Make for the Rotunda of St George - the oldest monument in Sofia. This early Christian red brick rotunda hidden in a courtyard dates from the fourth century, when it was a pagan temple. It is itself a potted history of the city, housing layers of frescoes dating back to the 10th century.
Around the corner from the Rotunda you'll find the National Archaeological Museum - easy enough to stumble on because of the smattering of stone relics that litter its fringes. The facade of the museum belongs to a 15th century Ottoman Empire mosque, and its interior holds artefacts from the many empires of old that have occupied the city.
The Hagia Sophia Church is the landmark that gave Sofia its name, and this angular 6th century landmark has a simple elegance that is a neat contrast to the dramatic Aleksandâr Nevski Cathedral.
Jump in a taxi and head Hadriganov's Houses, a kitsch but charming restaurant serving traditional Bulgarianfare. Built in 1866 and spread across four restored houses, the stylings are theatrical but the food is good.
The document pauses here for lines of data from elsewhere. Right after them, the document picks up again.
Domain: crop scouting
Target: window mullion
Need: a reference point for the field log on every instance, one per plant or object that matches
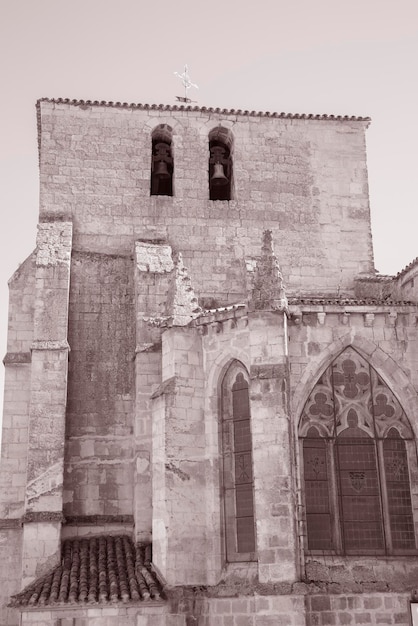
(384, 497)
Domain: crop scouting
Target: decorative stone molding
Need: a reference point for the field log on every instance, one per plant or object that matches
(43, 516)
(50, 345)
(345, 318)
(14, 522)
(97, 520)
(321, 317)
(16, 358)
(268, 290)
(182, 303)
(155, 258)
(368, 319)
(50, 480)
(54, 243)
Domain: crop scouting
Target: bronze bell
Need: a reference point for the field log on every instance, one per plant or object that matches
(161, 170)
(218, 177)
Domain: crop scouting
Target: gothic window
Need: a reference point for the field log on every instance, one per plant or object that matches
(162, 161)
(237, 466)
(220, 164)
(357, 447)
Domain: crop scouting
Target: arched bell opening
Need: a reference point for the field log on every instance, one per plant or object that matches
(220, 164)
(162, 162)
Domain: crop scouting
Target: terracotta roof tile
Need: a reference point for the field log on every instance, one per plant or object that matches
(95, 570)
(175, 107)
(350, 302)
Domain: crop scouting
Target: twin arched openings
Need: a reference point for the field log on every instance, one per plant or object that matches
(357, 449)
(219, 165)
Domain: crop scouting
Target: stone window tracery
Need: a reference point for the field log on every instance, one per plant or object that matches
(357, 447)
(237, 465)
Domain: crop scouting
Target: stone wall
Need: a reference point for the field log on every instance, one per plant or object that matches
(305, 179)
(99, 451)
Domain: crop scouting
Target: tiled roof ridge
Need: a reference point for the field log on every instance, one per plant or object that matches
(378, 278)
(203, 109)
(408, 267)
(100, 569)
(351, 301)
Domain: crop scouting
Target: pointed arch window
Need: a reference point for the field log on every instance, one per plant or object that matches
(237, 466)
(357, 449)
(162, 163)
(220, 164)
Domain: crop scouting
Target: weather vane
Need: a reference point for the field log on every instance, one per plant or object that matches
(187, 83)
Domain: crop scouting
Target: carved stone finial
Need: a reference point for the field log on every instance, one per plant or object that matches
(182, 304)
(268, 291)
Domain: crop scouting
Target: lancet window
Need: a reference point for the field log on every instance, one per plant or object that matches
(162, 163)
(237, 466)
(357, 450)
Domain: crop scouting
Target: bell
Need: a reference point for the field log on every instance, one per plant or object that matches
(161, 171)
(218, 177)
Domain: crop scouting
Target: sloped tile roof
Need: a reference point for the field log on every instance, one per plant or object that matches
(203, 109)
(104, 569)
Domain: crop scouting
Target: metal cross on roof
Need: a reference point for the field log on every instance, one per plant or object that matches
(187, 84)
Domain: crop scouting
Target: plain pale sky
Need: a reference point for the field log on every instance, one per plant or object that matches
(299, 56)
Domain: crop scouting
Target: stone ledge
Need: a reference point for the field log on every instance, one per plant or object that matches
(17, 358)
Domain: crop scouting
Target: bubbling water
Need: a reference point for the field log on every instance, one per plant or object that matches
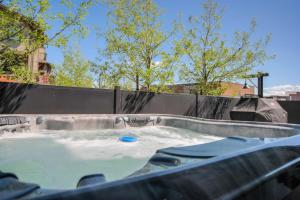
(57, 159)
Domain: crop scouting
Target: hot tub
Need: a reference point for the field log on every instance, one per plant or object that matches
(171, 157)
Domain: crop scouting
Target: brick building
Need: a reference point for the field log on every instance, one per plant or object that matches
(35, 61)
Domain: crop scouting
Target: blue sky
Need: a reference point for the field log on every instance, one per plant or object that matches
(279, 17)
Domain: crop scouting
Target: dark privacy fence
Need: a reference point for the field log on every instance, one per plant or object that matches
(40, 99)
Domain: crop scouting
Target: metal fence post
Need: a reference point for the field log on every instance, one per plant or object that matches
(197, 104)
(117, 98)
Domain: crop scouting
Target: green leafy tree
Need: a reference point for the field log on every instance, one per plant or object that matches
(75, 71)
(135, 45)
(24, 24)
(210, 59)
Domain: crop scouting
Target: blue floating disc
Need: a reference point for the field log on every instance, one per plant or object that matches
(128, 139)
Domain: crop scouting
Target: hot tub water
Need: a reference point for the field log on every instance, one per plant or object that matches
(58, 159)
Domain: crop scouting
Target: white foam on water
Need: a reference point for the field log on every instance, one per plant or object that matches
(57, 159)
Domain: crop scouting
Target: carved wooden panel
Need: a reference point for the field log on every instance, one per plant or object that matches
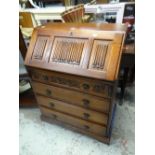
(99, 54)
(67, 50)
(39, 48)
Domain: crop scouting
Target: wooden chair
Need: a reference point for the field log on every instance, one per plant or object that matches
(75, 14)
(27, 24)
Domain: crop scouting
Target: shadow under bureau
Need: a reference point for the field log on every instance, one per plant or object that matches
(74, 70)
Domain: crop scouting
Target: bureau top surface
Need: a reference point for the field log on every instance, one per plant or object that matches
(89, 50)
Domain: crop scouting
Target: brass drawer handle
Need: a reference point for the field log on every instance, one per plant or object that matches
(86, 127)
(86, 103)
(53, 116)
(86, 86)
(48, 92)
(51, 105)
(86, 115)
Three course meal £40.
Avoid the stag parties at the Bavarian beer hall and head to the Thirsty Dragon instead - a pub that also sells very fine margaritas which can be had for around £2.
Start the day with a visit to the Central Market Hall to pick up some Bulgarian cured meats and cheese for your friends and family.
There's enough time to drop into the natural history museum and witness its fantastic assortment of taxidermy that includes a stuffed bear, a two-headed tortoise and hundreds of birds. Entry £2.
At the other end of the scale from the aforementioned Hadriganov's Houses comes Made In Home - a modern, hipster-ish restaurant with doors for tables and an ever-changing menu. Antonio Banderas is reputedly a fan.
Spring is a fine time to visit Bulgaria, when its boulevards are peppered with flowers and pavement cafes. In winter tourists face freezing temperatures.
Taxis are the best way to get around the city and are cheap to hire at around 30p a kilometre.
In restaurants and taxis, tipping is generally expected. Rounding up is sufficient.